3. The first twenty days will require four matches per day to be played consecutively. That is a lot of football, perhaps too much for even the biggest fan. In addition, this would require matches to be played throughout the day. A country like the United States has four major time zones (plus Hawaiian time) which would help alleviate this problem but it would still require matches in the middle of the country to kick-off in the heat of the American summer which would be extremely difficult on the players.

The first part of this question was asked by Martin Fernandez (35:44) and Gianni Infantino's response (36:34) was extremely concerning. He stated, "Four matches per day is something that already happens now for many days. It will just be a few days more."

That is at best misleading, and at worst an outright lie. Under the current format there is only ONE day when four matches are scheduled consecutively. For Russia 2018 that day is June 16th, with matches scheduled for 11:00 (C1-C2), 14:00 (D1-D2), 17:00 (C3-C4) and 20:00 (D3-D4).

There are four additional days when there are four matches scheduled (the last round of group matches) but on all four days, each group's matches are played concurrently rather than consecutively to avoid result manipulation, so there are only two kick-off times on these days, not four.

For Infantino to say with a straight face that twenty days is just a few more than one day (or even five) takes either unbelievable chutzpah or worrying ignorance of the current format.

An additional relevant point to note is that under the current format there are no more than two knock-out matches played on any day, whereas the 2026 format will require the Round of 32 matches to be played four per day. With the possibility of these matches going to extra time or penalties there will be even less time to spare between matches than at present.


4. There could be a possible negative affect on the Qualifying competitions, especially in CONMEBOL but also in other Confederations.

This point was raised by Jamir Chade (25:23) and Infantino's only response was that the qualifying competition format hasn't been and cannot be decided yet because the number of slots for each Confederation isn't yet known.


5. There is the possibility that the Spanish Federation will sue FIFA for the lack of consulatation and the potential negative affect on Spain's domestic club leagues.

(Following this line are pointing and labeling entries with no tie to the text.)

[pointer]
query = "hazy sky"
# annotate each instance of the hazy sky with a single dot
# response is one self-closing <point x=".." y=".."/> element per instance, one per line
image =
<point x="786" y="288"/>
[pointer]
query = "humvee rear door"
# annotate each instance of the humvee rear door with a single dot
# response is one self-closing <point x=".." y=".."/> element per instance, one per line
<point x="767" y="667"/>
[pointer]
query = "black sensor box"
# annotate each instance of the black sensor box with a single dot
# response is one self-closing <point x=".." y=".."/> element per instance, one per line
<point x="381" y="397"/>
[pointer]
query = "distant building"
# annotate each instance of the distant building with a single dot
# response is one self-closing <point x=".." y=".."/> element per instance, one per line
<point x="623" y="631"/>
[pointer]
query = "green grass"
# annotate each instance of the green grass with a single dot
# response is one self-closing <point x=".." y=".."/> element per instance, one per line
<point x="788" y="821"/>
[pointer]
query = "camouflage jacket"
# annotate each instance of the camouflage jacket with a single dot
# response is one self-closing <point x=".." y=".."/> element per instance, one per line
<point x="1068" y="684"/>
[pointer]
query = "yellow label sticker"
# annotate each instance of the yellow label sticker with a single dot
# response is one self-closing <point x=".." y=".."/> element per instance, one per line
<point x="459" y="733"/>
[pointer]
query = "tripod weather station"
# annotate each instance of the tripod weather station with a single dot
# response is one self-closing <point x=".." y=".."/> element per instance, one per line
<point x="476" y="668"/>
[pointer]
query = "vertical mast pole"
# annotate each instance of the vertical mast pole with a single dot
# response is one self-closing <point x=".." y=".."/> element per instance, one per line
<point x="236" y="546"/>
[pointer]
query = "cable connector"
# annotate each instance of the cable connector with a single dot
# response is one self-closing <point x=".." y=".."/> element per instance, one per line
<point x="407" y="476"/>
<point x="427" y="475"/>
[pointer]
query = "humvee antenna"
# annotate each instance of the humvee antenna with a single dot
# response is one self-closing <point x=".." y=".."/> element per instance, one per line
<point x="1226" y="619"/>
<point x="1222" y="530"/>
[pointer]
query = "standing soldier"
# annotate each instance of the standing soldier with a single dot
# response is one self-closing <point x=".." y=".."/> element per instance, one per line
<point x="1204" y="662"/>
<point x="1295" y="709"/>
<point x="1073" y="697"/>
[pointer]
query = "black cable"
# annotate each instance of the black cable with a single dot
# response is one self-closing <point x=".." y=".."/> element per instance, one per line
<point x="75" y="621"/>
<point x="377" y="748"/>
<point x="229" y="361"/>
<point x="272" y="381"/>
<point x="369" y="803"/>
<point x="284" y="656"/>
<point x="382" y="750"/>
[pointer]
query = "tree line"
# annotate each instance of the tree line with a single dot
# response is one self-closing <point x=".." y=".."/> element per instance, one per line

Infantino's only response to this question (31:57) was a glib smile.

6. The potential negative outcome of countries spending two years attempting to qualify for the chance to play just two matches in the Finals.

This point was raised by a Saudi Arabian newspaper journalist whose name I didn't catch (Al-Harbi Khaled?) (33:05). Infantino's response was you should ask the sixteen additional teams whether they are happy to play two World Cup Finals matches rather than not compete.

However Infantino then seemingly attempted to suggest that having qualified, these supposedly weaker teams would have a reasonable chance of progressing to play a third game because "Football is the only sport in the world which is unpredictable and where anything can happen on the pitch." Clearly the man is unaware of Ireland's recent World Cup cricket exploits, although his point still stands that football is somewhat unpredictable.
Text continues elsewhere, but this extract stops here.